LenteraJateng, SEMARANG – Literasi dan keamanan dalam menghadapi kejahatan digital menjadi hal yang cukup penting saat ini. Mengingat, kreatifitas dan kerja keras para penjahat digital terus berkembang.
Ridwan Sanjaya, seorang professor bidang sistem informasi Unika Soegijapranata mengatakan, efek dari kemajuan teknologi adalah internet yang saat ini tanpa batas. Untuk itu, manusia harus bersiap diri menghadapi efek negatifnya.
Berdasarkan hasil survey selama dua tahun belakangan, KataData dan Kementerian Komunikasi dan Informasi menunujukan hasil Indeks Literasi Digital Nasional berada pada angka 3,47 dari skala 5. Artinya, sudah berada pada taraf yang cukup baik.
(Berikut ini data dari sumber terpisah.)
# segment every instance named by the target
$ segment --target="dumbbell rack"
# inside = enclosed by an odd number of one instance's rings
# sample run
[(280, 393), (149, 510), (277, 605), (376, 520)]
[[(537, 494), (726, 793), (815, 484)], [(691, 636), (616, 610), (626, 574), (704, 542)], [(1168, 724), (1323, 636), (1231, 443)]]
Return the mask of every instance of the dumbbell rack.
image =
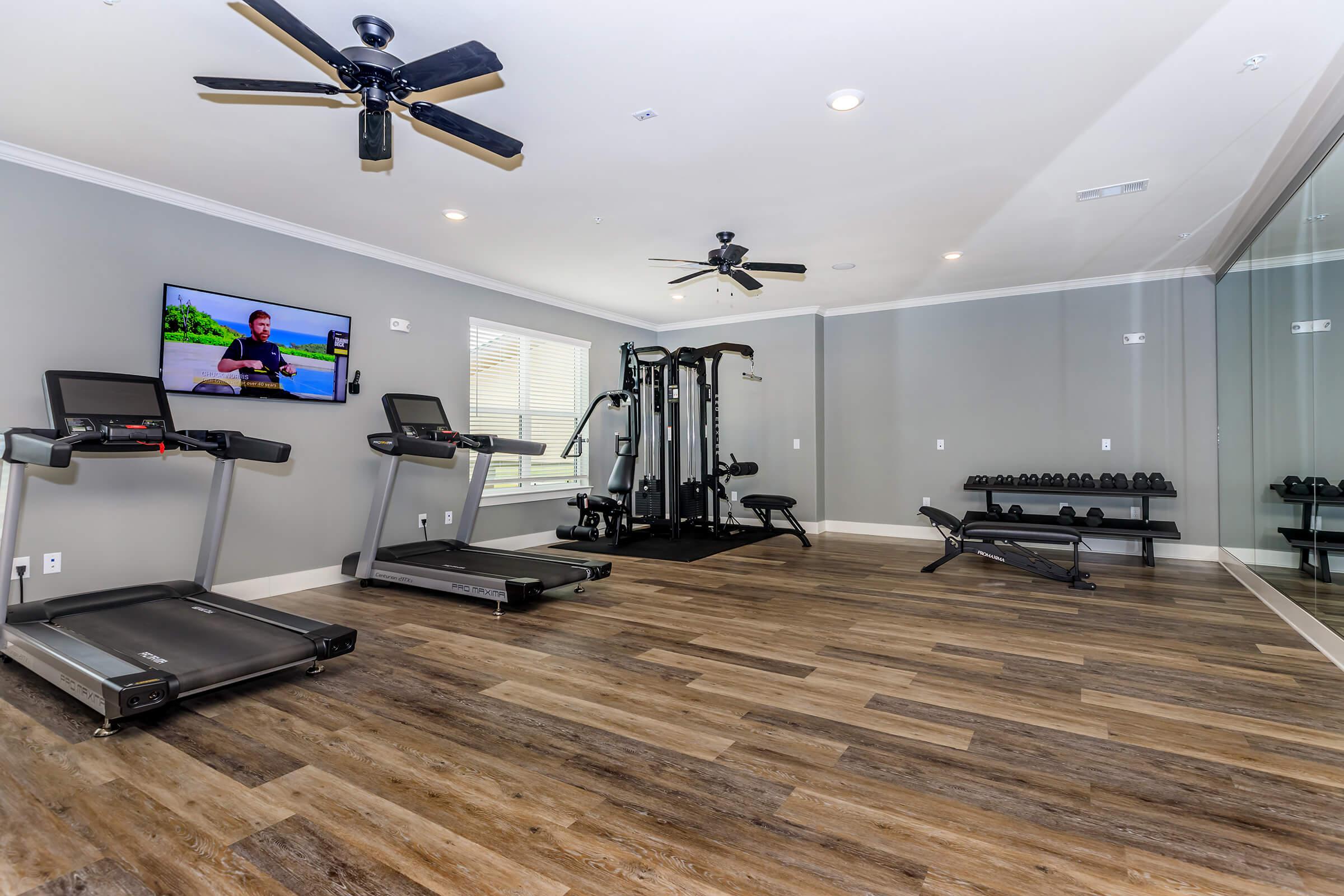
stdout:
[[(1344, 551), (1344, 532), (1312, 528), (1312, 517), (1318, 506), (1344, 506), (1344, 497), (1322, 498), (1313, 494), (1293, 494), (1282, 482), (1269, 486), (1286, 504), (1302, 505), (1302, 528), (1278, 527), (1278, 533), (1288, 539), (1290, 547), (1298, 551), (1297, 568), (1318, 582), (1331, 582), (1331, 551)], [(1312, 564), (1312, 551), (1316, 551), (1316, 564)]]
[[(995, 502), (995, 492), (1007, 492), (1009, 494), (1087, 494), (1093, 497), (1107, 497), (1107, 498), (1140, 498), (1142, 508), (1141, 520), (1113, 520), (1102, 519), (1101, 525), (1087, 525), (1082, 523), (1079, 517), (1079, 525), (1074, 528), (1082, 532), (1083, 537), (1089, 533), (1095, 533), (1097, 537), (1103, 539), (1137, 539), (1144, 543), (1144, 564), (1157, 566), (1157, 557), (1153, 553), (1153, 541), (1180, 541), (1180, 529), (1176, 528), (1175, 523), (1168, 523), (1167, 520), (1153, 520), (1148, 516), (1148, 501), (1149, 498), (1173, 498), (1176, 497), (1176, 486), (1167, 482), (1167, 489), (1085, 489), (1082, 486), (1068, 488), (1067, 485), (1054, 486), (1054, 485), (962, 485), (966, 492), (984, 492), (985, 493), (985, 509), (984, 510), (969, 510), (964, 517), (962, 523), (977, 523), (988, 519), (989, 505)], [(1059, 514), (1056, 513), (1023, 513), (1021, 523), (1031, 523), (1036, 525), (1059, 525)]]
“Bahkan, pada tahun 2021 menjadi 3,49. Bahkan, budaya digitalnya berada pada 3,9. Ini menunjukan adaptasi dan hal-hal terkait digital di sekitar kita luar biasa,” kata Ridwan.
Tapi, lanjut Ridwan, etika digitalnya rendah, di angka 3,5. Hal ini membuat Indonesia menjadi peringkat yang paling kasar di dunia, terutama di Asia Tenggara.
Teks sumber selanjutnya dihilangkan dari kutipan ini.